Elastic net parameter selection question

enriquecardenas24 commented 11 months ago

Hello all,

I'm interested in the elastic net parameter selection method used by GeneralizedLinearRegressorCV. I know it selects the alpha and l1_ratio parameters that give the lowest model deviance thanks to @jtilly. However, I am curious about the meaning behind the term "deviance" and the reasoning as to choosing the parameters based on this metric as opposed to something like MSE. I also want to ask why MSE is often significantly higher in the built-in parametrization cases.

Below are snippets of some basic code I have.

First, this bit is to select the best alpha and l1_ratio parameters according to the built-in selection method:

strength = [1e-12, 1e-3, 0.1, 1, 5, 10]
mixing = [0.0, 0.2, 0.4, 0.6, 0.8, 1.0]

reg_model = glum.GeneralizedLinearRegressorCV(alphas = strength,  l1_ratio = mixing, 
                                              P1 = Incl_Reg, P2 = Incl_Reg, # values of 1 always
                                              family = family, link = 'log', # family is Tweedie
                                              )
reg_model.fit(X_Train_Reg_Params, Data_All_Train[data_response], Data_All_Train[data_weight])
strength1 = reg_model.alpha_
mixing1 = reg_model.l1_ratio_

I can then save this model by rerunning using GeneralizedLinearRegressor and single values (strength1, mixing1) for those parameters selected. I have also done this for no strength input (alphas = None) so the class can select a more accurate alpha, which often gives different results.

Second, using the same parameters from the above snippet, I also have a basic setup to record MSE values for different combinations of possible parameters:

# Function to get MSE of a model's predictions
def Fn_Get_MSE(model, MSE_type):

    if MSE_type == 'train':
        input_dataset = Data_All_Train
        input_predictors = X_Train
        weights = Data_All_Train[data_weight]
    else:
        input_dataset = Data_All_Test
        input_predictors = X_Test
        weights = Data_All_Test[data_weight]

    predictions = pd.DataFrame()
    predictions[data_obsv] = input_dataset[data_obsv] # observed (actual) values
    X_Model = tabmat.from_pandas(df = input_predictors, drop_first = drop_first)
    predictions['Pred'] = model.predict(X_Model, weights) # / weights

    predictions['Error'] = predictions['Pred'] - predictions[data_obsv]
    predictions['Sq_error'] = predictions['Error'] ** 2
    MSE = np.mean(predictions['Sq_error'])

    return MSE

combinations = np.array(np.meshgrid(strength, mixing)).T.reshape(-1, 2)
train_MSE = []
test_MSE = []
for combo in combinations:
    strength1 = combo[0]
    mixing1 = round(combo[1], 1)

    glum_model_manual_EN = glum.GeneralizedLinearRegressor(alpha = strength1, l1_ratio = mixing1,
                                                           P1 = Incl_Reg, P2 = Incl_Reg, family = family, link = link_func,
                                                           )

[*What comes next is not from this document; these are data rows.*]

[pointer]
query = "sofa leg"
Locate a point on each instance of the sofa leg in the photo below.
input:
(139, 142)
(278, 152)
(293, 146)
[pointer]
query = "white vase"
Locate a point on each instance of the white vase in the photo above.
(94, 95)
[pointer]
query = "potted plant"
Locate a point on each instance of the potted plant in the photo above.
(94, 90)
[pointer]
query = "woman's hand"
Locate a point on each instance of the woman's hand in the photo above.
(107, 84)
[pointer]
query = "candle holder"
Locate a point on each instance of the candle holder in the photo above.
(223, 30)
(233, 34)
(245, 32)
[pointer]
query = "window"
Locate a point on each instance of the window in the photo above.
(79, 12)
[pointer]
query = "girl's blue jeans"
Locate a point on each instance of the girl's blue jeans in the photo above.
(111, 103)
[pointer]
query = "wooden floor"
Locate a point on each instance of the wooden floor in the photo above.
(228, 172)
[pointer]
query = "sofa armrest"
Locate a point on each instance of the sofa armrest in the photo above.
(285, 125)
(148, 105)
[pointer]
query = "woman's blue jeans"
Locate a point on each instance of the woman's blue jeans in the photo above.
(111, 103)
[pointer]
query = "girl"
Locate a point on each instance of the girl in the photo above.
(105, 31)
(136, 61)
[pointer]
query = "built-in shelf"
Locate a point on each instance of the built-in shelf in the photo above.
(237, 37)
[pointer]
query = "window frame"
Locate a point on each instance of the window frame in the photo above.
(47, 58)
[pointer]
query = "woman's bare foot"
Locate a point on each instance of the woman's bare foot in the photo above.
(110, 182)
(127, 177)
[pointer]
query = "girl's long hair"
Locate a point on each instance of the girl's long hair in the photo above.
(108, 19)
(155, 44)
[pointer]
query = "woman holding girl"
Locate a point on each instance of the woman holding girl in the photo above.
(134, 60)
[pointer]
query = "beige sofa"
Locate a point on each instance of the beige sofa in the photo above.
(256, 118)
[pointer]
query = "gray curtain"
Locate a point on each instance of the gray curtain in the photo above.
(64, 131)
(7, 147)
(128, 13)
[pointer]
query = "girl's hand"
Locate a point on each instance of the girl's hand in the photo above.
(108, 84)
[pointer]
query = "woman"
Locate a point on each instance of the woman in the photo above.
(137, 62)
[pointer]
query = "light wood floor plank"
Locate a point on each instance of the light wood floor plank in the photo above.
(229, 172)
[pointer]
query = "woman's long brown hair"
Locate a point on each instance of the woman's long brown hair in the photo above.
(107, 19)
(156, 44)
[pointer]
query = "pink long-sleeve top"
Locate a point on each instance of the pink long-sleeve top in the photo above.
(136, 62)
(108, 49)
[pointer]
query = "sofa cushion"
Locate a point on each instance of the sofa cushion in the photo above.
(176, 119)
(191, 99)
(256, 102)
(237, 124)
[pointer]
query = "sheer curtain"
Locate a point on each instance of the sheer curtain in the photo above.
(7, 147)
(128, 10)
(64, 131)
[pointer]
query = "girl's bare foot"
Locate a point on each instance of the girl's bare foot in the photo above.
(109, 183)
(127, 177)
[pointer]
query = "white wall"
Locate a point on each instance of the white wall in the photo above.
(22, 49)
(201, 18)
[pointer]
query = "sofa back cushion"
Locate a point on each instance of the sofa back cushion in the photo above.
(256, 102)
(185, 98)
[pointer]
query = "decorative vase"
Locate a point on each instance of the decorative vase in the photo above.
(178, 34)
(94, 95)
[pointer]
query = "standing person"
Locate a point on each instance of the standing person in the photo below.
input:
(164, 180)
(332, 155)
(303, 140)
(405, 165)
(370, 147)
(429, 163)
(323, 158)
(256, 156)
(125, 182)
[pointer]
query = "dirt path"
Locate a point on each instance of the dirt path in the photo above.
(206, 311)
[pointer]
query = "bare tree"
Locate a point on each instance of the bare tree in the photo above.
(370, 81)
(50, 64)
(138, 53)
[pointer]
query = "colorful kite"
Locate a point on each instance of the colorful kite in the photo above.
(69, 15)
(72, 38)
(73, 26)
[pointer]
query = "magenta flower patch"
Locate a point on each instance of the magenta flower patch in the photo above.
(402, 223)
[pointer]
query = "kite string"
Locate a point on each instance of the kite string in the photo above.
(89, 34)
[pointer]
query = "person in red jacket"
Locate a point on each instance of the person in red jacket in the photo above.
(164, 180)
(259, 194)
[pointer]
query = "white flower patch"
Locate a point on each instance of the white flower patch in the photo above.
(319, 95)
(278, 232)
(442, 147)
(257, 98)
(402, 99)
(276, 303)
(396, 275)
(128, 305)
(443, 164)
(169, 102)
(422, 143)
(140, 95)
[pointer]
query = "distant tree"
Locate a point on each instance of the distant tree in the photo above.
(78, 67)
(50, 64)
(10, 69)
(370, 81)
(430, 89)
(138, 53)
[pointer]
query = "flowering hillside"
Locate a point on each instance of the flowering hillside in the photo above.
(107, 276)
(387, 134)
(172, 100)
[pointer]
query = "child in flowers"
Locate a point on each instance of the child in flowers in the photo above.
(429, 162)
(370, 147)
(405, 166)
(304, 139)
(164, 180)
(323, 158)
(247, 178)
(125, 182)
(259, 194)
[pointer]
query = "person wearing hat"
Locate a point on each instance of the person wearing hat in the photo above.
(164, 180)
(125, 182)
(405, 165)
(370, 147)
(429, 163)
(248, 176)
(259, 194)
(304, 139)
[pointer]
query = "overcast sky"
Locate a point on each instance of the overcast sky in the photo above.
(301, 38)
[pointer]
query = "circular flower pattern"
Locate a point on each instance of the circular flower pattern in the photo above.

    glum_model_manual_EN.fit(X_Train_Model, Data_All_Train[data_response], Data_All_Train[data_weight])
    train_MSE_val = Fn_Get_MSE(glum_model_manual_EN, MSE_type = 'train')
    test_MSE_val = Fn_Get_MSE(glum_model_manual_EN, MSE_type = 'test')            
    train_MSE.append(train_MSE_val)
    test_MSE.append(test_MSE_val)

# Get best parameters based on train MSE
min_idx = train_MSE.index(min(train_MSE))
best_params = combinations[min_idx]
strength1 = best_params[0]
mixing1 = round(best_params[1], 1)
# Fit model again using these parameters
glum_model_manual_EN = Fn_Run_Glum_Model(strength1, mixing1, prev_time = prev_time)

I have tried these methods on 5 different datasets (see attached: pre_banded_index.csv), and I have noticed that the model with built-in parametrization does not always select the model with the lowest MSE. For example, in the case of this dataset, using fold 2 as the test and 1, 3, 4 as the train, the models give MSE values:

Modeling method	Train MSE	Test MSE
Built-in search	2.04515e8	2.33169e8
Built-in search, no alpha input	2.04530e8	2.33229e8
Manual search	2.04507e8	2.33114e8

On the other hand, manual iteration through a grid of strength and mixing values eventually gives a model with a lower MSE, as shown. This may be expected, since I am selecting parameters based on MSE in the manual case, but my questions still remain.

To summarize, my questions are:

What is meant by selecting parameters with the lowest "deviance"?
Why use the deviance metric for parametrization?
Why isn't built-in parametrization more accurate than manual parameter selection?

I'll be happy to provide more detail if necessary.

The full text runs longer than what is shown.